After an 8 hour trip to the emergency room (an $1,100 visit that involved a nurse removing the glass by simply covering me with surgical tape and ripping it off as if she were waxing me), I went home with a neck brace, an arm sling, and a bottle of pain killers and muscle relaxers. Two days later, the soreness had really set in. I could barely turn my head, use my right arm, and the airbag burns had turned into wet, oozy scabs. And it was my 21st birthday.
Getting drunk and dancing the night away was out of the question. Booze and painkillers are a no-no combo, and I could barely move my groove thing, let alone shake it. But, a few friends and I nonetheless went out to celebrate with a nice dinner at the local hibachi steakhouse. Someone told the chef it was my birthday, so he singled me out during his cooking performance.

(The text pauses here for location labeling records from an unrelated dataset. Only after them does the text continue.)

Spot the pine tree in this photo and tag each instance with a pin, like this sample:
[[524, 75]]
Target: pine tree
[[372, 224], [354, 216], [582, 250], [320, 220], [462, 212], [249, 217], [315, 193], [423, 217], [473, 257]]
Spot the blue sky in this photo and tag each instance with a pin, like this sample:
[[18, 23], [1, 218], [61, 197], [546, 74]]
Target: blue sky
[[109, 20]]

When it came time to toss the shrimp, he gestured like he was going to pitch it toward me. I thought he was joking, but apparently he mistook my neck brace for a fashion statement and shot a shrimp my way. I moved with all the grace I could muster to catch the flying shrimp but I was stiff and drugged, and it was all for naught–the shrimp slapped me in the forehead before falling to the ground. The room erupted in laughter.
So while many people can recall their 21st birthday (if they have any memory of it at all) as a time of drunken partying, mine will forever be the night I was bruised, burned, and broken with a shrimp sliding down my face.